Dunne, 22, centered the second row of the Jackets in Traverse City, leading all of the tournament’s scorers with seven points (three goals, four assists) in four games. He also scored a winning goal in extra time in the first game against the Maple Leafs, camped in front of the net and tipped a beautiful pass from Carson Meyer home.
Aside from his insult, Dunne was a force in other ways too.
He was strong on face-offs, making effective use of his size, and also ditching the gloves in an argument with Detroit defender Wyatt Newpower – his teammate last season with the Monsters. Newpower sent Sillinger upside down on the boards for a dangerous boarding penalty, and Dunne responded with his fists.
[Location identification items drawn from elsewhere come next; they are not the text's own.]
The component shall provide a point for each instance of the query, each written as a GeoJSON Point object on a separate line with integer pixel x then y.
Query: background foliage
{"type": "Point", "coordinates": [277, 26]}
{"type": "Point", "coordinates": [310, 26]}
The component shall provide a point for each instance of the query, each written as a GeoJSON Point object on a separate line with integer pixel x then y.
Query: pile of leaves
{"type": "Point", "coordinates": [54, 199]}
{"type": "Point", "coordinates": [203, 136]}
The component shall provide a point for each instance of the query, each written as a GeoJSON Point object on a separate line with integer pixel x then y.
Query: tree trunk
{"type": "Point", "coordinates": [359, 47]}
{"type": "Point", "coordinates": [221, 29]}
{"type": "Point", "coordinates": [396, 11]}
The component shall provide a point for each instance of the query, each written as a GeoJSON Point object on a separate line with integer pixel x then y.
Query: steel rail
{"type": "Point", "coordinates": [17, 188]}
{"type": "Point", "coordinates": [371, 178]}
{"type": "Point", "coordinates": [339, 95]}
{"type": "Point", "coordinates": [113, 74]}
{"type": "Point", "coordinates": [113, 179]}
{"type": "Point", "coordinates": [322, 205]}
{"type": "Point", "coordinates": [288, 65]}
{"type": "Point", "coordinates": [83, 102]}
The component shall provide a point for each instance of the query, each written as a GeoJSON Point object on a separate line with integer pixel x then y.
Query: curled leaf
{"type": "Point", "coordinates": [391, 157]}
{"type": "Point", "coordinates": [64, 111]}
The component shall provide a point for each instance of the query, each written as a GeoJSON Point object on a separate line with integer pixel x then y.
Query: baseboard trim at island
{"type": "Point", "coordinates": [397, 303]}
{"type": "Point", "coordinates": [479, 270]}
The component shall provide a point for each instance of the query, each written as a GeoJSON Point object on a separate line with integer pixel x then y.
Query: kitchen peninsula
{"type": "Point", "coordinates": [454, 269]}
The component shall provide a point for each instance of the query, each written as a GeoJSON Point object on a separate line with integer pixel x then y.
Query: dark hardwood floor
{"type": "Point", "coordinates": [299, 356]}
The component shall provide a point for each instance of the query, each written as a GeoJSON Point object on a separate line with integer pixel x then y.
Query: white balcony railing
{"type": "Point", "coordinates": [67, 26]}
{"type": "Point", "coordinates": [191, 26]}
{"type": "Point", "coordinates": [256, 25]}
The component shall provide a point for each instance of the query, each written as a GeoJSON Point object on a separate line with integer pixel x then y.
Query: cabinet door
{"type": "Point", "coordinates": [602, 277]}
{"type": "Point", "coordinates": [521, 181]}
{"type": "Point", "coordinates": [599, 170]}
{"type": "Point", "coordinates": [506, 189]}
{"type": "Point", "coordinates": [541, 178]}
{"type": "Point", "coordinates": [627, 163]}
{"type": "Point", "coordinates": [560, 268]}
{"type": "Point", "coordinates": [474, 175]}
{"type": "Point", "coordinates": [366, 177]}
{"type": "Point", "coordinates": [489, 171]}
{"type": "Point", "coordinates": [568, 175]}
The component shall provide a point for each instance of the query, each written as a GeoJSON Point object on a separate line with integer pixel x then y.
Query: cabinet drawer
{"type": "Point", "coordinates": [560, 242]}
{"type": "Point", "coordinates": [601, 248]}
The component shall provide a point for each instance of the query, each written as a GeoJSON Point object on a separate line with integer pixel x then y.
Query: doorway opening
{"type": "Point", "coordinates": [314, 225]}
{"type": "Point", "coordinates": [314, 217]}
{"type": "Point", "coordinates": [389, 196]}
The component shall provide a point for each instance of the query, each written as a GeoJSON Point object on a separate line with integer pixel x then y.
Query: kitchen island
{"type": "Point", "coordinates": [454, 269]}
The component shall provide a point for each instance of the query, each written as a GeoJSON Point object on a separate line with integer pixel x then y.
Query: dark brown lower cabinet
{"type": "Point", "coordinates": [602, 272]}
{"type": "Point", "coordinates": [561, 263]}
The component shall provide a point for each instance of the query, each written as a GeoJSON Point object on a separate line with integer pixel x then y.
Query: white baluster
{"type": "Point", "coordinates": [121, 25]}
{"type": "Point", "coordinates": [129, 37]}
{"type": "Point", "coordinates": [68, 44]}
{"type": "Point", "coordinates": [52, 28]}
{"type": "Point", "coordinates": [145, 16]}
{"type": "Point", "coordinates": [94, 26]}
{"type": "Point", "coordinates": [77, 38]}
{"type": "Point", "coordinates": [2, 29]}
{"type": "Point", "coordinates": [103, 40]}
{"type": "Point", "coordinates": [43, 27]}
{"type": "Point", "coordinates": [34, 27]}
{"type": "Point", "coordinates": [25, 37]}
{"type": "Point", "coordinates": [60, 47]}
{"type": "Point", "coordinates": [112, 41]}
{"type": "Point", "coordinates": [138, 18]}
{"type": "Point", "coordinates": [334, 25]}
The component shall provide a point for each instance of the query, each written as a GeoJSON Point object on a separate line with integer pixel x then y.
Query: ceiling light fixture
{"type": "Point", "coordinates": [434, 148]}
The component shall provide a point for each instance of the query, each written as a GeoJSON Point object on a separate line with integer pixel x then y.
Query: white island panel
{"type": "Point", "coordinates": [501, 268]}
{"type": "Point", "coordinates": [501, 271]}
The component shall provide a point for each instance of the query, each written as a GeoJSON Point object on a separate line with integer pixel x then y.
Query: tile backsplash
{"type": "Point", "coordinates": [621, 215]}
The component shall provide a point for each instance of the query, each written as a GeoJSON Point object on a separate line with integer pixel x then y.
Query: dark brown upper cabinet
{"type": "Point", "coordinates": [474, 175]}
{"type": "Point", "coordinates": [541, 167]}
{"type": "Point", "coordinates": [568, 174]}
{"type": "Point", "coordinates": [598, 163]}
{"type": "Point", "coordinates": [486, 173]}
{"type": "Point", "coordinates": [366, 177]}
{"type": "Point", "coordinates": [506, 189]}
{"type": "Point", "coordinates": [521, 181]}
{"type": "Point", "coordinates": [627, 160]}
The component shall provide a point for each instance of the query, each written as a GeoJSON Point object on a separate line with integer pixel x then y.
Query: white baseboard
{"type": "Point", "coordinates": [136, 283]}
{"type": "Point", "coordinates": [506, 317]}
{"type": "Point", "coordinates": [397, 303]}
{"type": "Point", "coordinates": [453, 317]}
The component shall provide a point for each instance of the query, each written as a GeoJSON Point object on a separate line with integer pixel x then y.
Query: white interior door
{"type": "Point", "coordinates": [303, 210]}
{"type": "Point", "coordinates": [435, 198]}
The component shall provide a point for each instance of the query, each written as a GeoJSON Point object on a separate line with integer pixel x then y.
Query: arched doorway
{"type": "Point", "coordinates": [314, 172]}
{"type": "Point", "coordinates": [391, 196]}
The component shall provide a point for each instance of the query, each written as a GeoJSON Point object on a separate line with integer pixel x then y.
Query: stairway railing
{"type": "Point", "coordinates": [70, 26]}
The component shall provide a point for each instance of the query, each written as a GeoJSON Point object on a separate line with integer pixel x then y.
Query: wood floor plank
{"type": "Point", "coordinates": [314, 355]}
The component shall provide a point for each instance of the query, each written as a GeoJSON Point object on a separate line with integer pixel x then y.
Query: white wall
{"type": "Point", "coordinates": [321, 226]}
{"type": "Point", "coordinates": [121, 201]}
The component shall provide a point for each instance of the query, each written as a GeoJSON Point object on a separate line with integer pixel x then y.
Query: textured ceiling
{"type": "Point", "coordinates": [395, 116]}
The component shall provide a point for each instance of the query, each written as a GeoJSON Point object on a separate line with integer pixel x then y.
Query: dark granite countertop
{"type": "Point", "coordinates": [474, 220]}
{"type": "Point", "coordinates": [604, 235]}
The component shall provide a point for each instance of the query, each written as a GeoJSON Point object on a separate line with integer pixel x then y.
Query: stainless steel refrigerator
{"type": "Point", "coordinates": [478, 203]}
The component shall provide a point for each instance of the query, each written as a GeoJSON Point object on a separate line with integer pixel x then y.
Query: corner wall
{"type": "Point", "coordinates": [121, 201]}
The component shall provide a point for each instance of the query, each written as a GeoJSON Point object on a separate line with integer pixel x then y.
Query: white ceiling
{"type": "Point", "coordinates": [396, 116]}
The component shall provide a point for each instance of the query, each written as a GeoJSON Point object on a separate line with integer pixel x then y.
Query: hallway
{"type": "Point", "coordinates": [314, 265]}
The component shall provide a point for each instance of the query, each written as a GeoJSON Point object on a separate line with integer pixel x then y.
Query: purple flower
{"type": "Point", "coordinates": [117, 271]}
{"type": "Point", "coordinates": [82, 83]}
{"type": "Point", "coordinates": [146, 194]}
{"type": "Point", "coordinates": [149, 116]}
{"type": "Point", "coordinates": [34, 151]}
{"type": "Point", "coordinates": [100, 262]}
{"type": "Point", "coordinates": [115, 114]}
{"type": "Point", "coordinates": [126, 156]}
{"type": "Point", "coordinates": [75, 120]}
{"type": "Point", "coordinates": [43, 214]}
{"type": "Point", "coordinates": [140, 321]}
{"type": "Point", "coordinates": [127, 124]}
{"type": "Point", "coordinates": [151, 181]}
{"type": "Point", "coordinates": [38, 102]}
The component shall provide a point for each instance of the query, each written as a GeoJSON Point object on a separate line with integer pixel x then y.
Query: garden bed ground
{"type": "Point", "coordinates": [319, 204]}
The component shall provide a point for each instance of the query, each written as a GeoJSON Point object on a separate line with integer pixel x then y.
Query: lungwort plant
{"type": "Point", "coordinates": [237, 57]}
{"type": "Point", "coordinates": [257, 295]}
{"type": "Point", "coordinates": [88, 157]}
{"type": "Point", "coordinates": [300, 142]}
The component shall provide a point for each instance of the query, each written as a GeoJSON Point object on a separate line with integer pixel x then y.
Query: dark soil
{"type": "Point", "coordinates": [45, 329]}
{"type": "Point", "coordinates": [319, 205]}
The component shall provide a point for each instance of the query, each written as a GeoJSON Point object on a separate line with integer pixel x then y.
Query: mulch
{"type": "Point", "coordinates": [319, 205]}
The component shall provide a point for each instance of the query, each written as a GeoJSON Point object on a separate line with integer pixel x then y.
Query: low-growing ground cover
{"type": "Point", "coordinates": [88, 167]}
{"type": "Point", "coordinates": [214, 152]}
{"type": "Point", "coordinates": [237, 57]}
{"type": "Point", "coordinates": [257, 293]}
He won the fight and earned many leadership points for setting off without hesitation.
Dunne didn’t excel at training camp, but his game at Traverse City gave some insight into what an NHL player he could become. His lack of speed is a challenge, but Dunne makes up for it with the kind of size, strength and courage a good career as a striker could forge.
Late round picks impressed
The Blue Jackets scouting and development teams found gold in the final rounds of design during the “Kekalainen Era”. Her most notable finds are former defender Markus Nutivaara (seventh round) and current defender Vladislav Gavrikov (sixth round), both selected in 2015.
Several helped them stay unbeaten in Traverse City, including Angle (seventh round 2019), defender Tim Berni (sixth round 2018), Meyer (sixth round 2017), defender Ole Holm (fifth round 2020), striker James Malatesta (fifth round 2021), striker Ben Boyd (sixth round 2021) and striker Martin Rysavy (seventh round 2021).
Meyer only played two games due to an upper body injury, ran both wins against Toronto but was a factor in both games. Berni was gaining ground in the backend the more he played, Angle was one of the top scorers of the tournament and Malatesta scored a hat trick against the Maple Leafs in the final game.
Holm provided a strong presence on the blue line, Rysavy’s size combined well with Dunne’s physical presence, and Boyd showed an intriguing combination of size, speed, edges and surprising skill – he scored a nice goal on a rush against the Red Wings and eventually found a dance partner for a scrap in the final against Toronto.
Angle and Berni will likely spend most of this season with the Monsters, while Boyd and Malatesta will be ticketed for another year as juniors in the Quebec Major Junior Hockey League. Rysavy is also expected to play junior in the Western Hockey League.